Am Heart J. 2005 Jul;150(1):132-6. doi: 10.1016/j.ahj.2004.08.029.
Psychological depression has been linked to heart failure, both an antecedent to and as a risk factor for poor outcomes among patients with existing heart failure. Elevated levels of proinflammatory cytokines have been proposed as a possible physiological link between the 2 conditions. The objective of this study was to examine the proinflammatory cytokines interleukin (IL)-6, IL-1beta, and tumor necrosis factor-alpha (TNFalpha) in heart failure patients with and without elevated symptoms of depression.
Thirty-two heart failure patients were recruited from an outpatient heart failure clinic.

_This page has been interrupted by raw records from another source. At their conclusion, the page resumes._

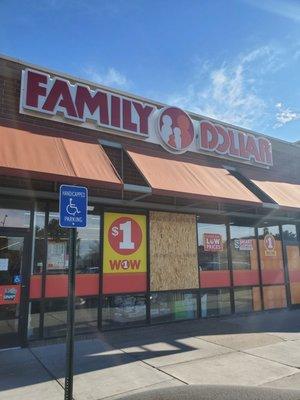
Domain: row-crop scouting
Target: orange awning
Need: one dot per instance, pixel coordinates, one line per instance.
(51, 158)
(186, 179)
(283, 193)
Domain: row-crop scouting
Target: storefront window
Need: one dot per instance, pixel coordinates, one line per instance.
(168, 306)
(14, 218)
(39, 242)
(247, 299)
(55, 316)
(292, 248)
(86, 314)
(212, 247)
(34, 320)
(270, 249)
(123, 310)
(215, 302)
(88, 246)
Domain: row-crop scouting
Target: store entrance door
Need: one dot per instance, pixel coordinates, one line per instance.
(14, 270)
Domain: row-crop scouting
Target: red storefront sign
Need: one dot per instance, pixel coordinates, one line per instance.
(212, 242)
(56, 98)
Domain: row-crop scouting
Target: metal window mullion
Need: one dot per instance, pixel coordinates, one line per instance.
(259, 270)
(44, 272)
(285, 268)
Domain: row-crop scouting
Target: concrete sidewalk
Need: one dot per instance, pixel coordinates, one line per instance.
(259, 350)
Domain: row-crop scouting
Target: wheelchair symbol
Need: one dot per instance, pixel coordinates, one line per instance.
(72, 209)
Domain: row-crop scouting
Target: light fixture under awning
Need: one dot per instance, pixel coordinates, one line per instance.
(168, 176)
(57, 159)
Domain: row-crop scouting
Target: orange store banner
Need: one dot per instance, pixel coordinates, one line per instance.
(124, 244)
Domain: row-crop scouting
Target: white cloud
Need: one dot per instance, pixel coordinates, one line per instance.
(230, 92)
(110, 77)
(285, 115)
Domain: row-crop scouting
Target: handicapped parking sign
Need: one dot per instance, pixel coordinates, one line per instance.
(73, 206)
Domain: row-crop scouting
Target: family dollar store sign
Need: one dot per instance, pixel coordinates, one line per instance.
(124, 243)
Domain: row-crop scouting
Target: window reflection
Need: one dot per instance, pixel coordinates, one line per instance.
(88, 246)
(292, 247)
(170, 306)
(58, 246)
(14, 218)
(215, 302)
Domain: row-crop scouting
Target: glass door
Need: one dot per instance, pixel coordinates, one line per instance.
(14, 268)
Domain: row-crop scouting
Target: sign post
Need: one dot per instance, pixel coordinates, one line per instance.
(72, 214)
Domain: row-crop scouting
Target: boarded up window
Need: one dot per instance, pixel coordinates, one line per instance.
(173, 251)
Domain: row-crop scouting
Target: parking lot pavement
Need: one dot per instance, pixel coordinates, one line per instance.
(23, 377)
(258, 350)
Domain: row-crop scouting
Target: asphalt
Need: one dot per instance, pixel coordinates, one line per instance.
(236, 356)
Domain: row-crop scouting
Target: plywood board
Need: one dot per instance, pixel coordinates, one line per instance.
(173, 251)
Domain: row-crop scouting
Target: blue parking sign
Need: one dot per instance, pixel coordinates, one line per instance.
(73, 206)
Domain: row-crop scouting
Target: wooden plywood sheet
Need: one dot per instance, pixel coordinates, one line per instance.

Depressive symptoms were measured with the Beck Depression Inventory (BDI), and a patient was classified as having elevated symptoms of depression if he/she scored > or = 10. The cognitive-affective subscale score of the BDI, which measures depressed mood independent of physical symptoms, was also examined.
In the multiple linear regression models controlling for age, sex, smoking, and antidepressant medication use, there was no relation between BDI score and IL-6 (P = .7612) or IL-1beta (P = .8261). However, there was a statistically significant positive relation between BDI score and TNFalpha (P = .0374). There was also a significant relation between an elevated cognitive-affective score and TNFalpha (P = .0322) but no association with IL-6 (P = .8593) or IL-1beta (P = .3737).

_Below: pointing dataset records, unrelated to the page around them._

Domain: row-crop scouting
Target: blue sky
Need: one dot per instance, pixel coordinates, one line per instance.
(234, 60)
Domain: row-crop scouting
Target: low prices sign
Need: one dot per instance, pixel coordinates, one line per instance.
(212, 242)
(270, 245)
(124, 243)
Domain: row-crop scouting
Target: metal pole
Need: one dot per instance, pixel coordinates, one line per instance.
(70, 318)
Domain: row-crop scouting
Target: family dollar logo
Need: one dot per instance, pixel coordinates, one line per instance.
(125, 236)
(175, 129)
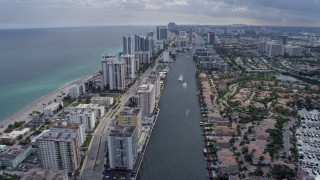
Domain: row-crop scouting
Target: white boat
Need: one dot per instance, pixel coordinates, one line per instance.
(204, 151)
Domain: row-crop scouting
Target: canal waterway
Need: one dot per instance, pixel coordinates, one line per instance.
(175, 150)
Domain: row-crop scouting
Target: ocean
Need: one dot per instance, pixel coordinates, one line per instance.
(34, 62)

The association between TNFalpha and the cognitive-affective subscale, which eliminates the physical signs and symptoms that are shared by depression and heart failure, demonstrates a depression-specific activation of proinflammatory cytokines that may promote disease progression and mortality in patients with heart failure.
心理抑郁与心力衰竭有关,它既是现有心力衰竭患者不良预后的前驱因素,也是其危险因素。促炎细胞因子水平升高被认为是这两种情况之间可能的生理联系。本研究的目的是检测有和没有抑郁症状加重的心力衰竭患者体内的促炎细胞因子白细胞介素(IL)-6、IL-1β和肿瘤坏死因子-α(TNFα)。
从门诊心力衰竭诊所招募了32名心力衰竭患者。用贝克抑郁量表(BDI)测量抑郁症状,如果患者得分≥10分,则被分类为有抑郁症状加重。还检查了BDI的认知-情感子量表得分,该得分独立于身体症状测量抑郁情绪。
在控制年龄、性别、吸烟和抗抑郁药物使用的多元线性回归模型中,BDI得分与IL-6(P = 0.7612)或IL-1β(P = 0.8261)之间没有关系。然而,BDI得分与TNFα之间存在统计学上显著的正相关(P = 0.0374)。认知-情感得分升高与TNFα之间也存在显著关系(P = 0.0322),但与IL-6(P = 0.8593)或IL-1β(P = 0.3737)无关。
TNFα与认知-情感子量表之间的关联消除了抑郁和心力衰竭共有的体征和症状,表明促炎细胞因子有特定于抑郁的激活,这可能会促进心力衰竭患者的疾病进展和死亡率。